While independent owners are responsible for everything from research to design to advertising, franchise owners are given a turnkey package, which is essentially everything that is needed to launch their business. In addition to equipment, supplies, training and marketing resources, franchisees have access to the company’s operations manual. This comprehensive text includes business goals, customer service practices, human resources planning, food preparation procedures and more. Solid franchisor support significantly increases the likelihood that a franchise owner will be successful.
3. Higher Success Rate
Restaurants, in general, have a high rate of failure, with many folding within the first two years of being in business. Buying into a reputable franchise, however, provides franchise owners with a level of support and resources that boost the chances of sustaining a profitable business.
4. Lower Risk
Owning a business always comes with financial risk. Opening a franchise is less risky because franchisees can invest in established brands with proven models for success. It is also possible to obtain better business loans because of this reduced risk.
What Is the Fast Casual Restaurant Industry?
In simplest terms, fast casual dining is a hybrid concept that combines elements of casual dining and fast food. Restaurants in this category offer the convenience of fast food with the ambiance of sit-down dining. The emergence of this market stems from consumer demand for meals that are healthier than fast food options yet still quick and affordable.

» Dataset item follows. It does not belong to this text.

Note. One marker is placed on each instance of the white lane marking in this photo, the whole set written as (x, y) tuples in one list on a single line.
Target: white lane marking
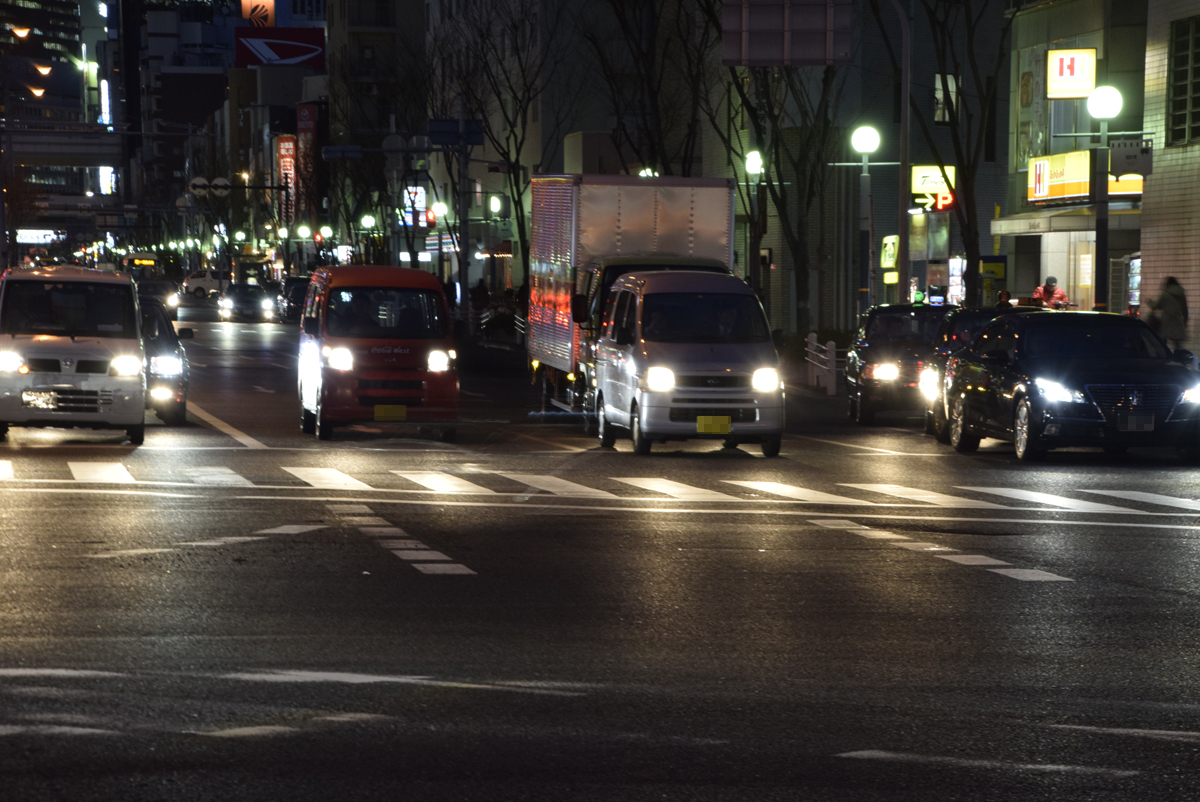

Chipotle and Panera Bread are two of the pioneer brands of fast casual dining. As one of the fastest-growing food service industries worldwide, many more chains have entered the market.
Fast casual dining is a segment that is redefining the restaurant industry, merging features that were once exclusive to either fast food or fine dining to create a truly unique experience for customers. Some of the trademark characteristics of fast casual dining are:
- Customizable menu selections
- Trendy decor
- Lower price point than fine dining
- Sit-down, takeout and curbside pickup options
- Self-ordering apps and kiosks
The popularity of this segment is causing some fast food chains to rethink their menu and customer service offerings.